The number of hacktivist attacks that resulted in quantifiable damage to the victim has declined by 95 percent since 2015, according to IBM.
Data collected by IBM's X-Force threat intelligence unit between 2015 and 2019 shows that the number of hacktivist attacks dropped from 35 in 2015 to 24 in 2016 and only 5 in 2017. In 2018, only two incidents were recorded and no attacks have been observed by IBM so far in 2019.
It's worth noting, however, that IBM's data only includes attacks observed by reliable sources, only instances where someone took responsibility, and only if the attack resulted in quantifiable damage.
If a crack goes unnoticed and unclaimed, has it really occurred?
(Score: 1, Interesting) by Anonymous Coward on Tuesday May 21 2019, @03:14AM
The whole hacktivist movement was primarily incited by the FBI and other government agencies, Tor has been shown easily deanonymizable (they're hiding behind misconfigured/hacked websites, but you can test for yourself with TBB/Nyx+Tor to see how little anonymity there actually is in Tor routes, meaning those nodes just need to be hosted or compromised by a 5 eyes friendly organization to help deanonymize other members of the network.
Bitcoin itself has never been anonymous, but also any hacktivists who were also involved in speculating or mining it have moved to more gentile pursuits after cashing partly or totally out. The rest are living the cyberpunk dystopian dream, as the last few I2P exchange owners did.

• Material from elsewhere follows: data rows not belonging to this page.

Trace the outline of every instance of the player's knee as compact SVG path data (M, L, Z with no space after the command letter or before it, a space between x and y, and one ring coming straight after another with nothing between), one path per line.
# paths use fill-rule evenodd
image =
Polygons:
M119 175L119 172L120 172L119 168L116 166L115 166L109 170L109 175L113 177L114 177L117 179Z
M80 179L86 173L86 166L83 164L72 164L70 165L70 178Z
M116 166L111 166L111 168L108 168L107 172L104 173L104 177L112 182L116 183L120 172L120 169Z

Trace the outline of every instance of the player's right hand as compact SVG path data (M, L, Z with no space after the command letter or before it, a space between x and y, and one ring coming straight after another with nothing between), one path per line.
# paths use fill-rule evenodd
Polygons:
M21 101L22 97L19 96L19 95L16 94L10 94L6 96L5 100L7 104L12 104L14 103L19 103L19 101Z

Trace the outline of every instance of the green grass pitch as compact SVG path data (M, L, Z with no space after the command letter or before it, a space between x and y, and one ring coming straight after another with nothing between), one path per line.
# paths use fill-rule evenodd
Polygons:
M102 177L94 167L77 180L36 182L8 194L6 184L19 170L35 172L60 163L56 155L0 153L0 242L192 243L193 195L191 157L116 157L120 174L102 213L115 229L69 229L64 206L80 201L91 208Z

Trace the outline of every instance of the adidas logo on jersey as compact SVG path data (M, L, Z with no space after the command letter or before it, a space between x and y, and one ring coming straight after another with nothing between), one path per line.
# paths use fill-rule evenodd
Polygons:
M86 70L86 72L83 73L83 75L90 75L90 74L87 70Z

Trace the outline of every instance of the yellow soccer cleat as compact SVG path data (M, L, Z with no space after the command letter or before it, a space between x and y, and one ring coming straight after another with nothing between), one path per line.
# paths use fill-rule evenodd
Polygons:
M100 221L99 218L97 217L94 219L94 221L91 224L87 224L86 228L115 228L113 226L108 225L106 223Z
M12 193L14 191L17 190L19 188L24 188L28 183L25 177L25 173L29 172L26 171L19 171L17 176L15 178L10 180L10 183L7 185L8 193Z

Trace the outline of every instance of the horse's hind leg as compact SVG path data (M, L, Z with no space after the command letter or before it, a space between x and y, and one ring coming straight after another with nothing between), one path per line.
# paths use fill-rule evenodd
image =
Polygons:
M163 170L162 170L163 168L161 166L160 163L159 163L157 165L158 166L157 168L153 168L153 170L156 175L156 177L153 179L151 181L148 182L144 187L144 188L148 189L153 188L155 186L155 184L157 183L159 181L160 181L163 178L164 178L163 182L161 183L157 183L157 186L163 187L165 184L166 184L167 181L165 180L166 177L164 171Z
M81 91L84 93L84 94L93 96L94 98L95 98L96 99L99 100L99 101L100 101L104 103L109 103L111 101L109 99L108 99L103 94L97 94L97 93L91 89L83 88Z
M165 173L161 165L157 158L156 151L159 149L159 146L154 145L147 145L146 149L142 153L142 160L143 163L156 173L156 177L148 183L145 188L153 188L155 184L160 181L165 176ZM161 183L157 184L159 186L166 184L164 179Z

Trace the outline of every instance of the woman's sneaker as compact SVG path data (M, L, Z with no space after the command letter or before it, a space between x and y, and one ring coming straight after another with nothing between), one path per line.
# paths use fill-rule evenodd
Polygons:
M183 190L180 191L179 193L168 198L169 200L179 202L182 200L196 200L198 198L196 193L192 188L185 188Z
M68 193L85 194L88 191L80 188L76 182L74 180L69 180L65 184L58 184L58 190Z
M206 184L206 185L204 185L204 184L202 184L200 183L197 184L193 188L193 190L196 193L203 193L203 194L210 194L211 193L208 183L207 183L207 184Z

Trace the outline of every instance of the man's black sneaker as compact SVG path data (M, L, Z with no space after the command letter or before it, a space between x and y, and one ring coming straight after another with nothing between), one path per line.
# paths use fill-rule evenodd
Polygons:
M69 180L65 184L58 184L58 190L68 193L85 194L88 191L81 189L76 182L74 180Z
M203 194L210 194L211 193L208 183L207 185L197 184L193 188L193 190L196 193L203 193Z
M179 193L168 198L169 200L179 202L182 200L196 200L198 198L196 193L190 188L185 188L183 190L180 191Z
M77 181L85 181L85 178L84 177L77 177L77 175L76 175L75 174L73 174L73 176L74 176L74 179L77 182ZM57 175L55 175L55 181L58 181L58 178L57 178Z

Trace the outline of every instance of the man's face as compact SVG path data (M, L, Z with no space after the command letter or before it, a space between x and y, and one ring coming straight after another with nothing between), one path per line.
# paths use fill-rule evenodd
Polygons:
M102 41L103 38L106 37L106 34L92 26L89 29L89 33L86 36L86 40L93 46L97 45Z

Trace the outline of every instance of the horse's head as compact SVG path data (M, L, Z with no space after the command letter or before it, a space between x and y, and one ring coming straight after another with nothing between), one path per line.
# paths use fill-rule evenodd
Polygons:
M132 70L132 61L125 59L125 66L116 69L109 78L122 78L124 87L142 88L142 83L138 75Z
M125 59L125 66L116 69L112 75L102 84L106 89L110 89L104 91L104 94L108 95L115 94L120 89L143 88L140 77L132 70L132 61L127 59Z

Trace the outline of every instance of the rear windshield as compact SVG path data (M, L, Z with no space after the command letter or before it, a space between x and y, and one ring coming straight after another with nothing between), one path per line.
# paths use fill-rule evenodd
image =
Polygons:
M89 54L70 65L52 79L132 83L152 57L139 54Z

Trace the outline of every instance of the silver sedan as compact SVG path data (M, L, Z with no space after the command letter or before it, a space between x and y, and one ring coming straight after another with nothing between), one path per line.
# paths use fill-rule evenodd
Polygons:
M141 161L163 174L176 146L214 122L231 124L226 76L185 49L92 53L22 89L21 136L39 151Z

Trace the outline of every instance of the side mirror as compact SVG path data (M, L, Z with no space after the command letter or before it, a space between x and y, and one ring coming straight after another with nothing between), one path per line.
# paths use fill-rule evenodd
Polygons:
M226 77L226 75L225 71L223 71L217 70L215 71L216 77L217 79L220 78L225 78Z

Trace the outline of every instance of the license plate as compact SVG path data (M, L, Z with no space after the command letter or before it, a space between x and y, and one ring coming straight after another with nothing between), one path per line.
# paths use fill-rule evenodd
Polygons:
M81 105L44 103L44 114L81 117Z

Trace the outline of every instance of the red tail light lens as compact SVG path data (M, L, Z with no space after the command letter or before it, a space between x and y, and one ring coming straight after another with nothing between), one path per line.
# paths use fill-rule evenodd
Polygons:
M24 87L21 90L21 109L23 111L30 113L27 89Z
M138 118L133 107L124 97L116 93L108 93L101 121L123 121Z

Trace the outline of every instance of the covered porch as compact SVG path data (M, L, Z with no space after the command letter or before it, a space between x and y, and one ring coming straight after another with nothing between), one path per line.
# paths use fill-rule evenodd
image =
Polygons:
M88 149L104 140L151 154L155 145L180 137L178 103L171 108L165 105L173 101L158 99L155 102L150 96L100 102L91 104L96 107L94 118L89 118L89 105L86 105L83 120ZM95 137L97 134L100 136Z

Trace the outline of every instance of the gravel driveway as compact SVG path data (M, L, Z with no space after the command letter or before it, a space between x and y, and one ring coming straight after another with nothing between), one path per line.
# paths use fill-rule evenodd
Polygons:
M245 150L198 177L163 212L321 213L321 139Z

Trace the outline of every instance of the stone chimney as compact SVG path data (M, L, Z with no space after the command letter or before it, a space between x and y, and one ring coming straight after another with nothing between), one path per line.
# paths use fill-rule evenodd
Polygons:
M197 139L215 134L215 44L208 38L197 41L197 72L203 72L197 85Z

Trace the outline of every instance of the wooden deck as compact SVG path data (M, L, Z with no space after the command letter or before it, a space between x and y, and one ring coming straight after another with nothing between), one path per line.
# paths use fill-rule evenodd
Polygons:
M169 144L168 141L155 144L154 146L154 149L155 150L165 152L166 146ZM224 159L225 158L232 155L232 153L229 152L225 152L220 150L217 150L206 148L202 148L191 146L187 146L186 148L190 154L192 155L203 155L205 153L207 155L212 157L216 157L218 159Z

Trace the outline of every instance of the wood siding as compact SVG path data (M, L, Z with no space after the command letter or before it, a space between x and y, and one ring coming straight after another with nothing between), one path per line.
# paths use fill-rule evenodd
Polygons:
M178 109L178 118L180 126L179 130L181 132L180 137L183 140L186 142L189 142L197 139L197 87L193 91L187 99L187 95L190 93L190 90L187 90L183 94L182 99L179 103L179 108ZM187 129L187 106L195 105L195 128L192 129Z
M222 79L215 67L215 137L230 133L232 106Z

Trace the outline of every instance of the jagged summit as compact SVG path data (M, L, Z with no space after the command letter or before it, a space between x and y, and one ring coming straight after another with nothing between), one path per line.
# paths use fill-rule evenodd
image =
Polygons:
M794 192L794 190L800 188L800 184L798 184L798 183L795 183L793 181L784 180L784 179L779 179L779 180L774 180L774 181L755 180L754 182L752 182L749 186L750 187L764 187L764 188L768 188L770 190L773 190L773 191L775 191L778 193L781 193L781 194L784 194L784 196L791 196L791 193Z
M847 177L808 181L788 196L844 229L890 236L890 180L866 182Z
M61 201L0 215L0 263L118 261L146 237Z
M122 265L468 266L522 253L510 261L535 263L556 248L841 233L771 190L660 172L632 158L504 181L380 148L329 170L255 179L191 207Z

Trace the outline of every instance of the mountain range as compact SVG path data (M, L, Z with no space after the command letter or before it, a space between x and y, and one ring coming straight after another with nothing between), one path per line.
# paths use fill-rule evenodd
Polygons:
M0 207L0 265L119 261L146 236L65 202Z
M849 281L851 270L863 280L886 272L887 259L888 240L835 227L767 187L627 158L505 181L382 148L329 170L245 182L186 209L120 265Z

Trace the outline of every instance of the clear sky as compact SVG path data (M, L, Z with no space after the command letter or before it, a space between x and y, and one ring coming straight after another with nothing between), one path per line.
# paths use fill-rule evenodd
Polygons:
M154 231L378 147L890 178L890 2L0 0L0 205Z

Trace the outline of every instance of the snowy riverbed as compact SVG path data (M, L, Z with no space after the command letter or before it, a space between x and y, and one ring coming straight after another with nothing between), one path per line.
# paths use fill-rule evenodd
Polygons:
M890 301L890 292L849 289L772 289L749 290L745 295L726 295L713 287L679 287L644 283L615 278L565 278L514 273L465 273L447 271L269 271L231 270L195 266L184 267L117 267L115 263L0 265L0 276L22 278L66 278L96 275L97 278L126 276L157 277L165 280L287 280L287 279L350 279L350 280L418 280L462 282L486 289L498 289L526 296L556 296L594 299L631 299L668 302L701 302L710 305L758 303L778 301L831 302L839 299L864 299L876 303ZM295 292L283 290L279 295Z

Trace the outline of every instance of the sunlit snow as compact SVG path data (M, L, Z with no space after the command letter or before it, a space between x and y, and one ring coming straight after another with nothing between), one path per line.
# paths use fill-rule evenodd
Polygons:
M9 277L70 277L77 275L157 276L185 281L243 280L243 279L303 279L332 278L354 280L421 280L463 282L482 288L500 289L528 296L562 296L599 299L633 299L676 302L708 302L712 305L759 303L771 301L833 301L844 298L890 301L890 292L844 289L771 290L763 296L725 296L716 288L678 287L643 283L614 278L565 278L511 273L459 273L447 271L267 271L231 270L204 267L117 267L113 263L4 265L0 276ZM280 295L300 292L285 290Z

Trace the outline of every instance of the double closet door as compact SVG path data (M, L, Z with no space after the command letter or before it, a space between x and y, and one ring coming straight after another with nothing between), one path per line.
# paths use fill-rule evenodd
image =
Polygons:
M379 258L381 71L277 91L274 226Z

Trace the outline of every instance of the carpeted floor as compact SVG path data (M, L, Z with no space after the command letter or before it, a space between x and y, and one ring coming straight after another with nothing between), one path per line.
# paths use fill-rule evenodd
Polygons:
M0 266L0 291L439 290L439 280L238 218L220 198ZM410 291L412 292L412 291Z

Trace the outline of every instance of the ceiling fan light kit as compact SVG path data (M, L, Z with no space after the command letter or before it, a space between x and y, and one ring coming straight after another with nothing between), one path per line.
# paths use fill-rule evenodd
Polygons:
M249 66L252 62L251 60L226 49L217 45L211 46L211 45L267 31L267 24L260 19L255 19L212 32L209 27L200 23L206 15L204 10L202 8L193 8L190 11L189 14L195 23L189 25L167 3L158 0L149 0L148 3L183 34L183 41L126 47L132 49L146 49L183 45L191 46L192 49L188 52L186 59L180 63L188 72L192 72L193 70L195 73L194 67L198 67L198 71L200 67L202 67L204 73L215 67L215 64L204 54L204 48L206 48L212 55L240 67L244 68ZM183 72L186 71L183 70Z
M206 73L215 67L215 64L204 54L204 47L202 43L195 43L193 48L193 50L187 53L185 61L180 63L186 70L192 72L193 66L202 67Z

Now all that is left is people doing individual hacking and keeping their mouths shut, small cells of real hacktivists doing what they can under the radar, and larger 'hacktivist' groups who are really arms of NGOs or covers for government hackers either attacking foreign powers or using the pretense of domestic attacks to help enact more repressive anti-hacking laws in their own country.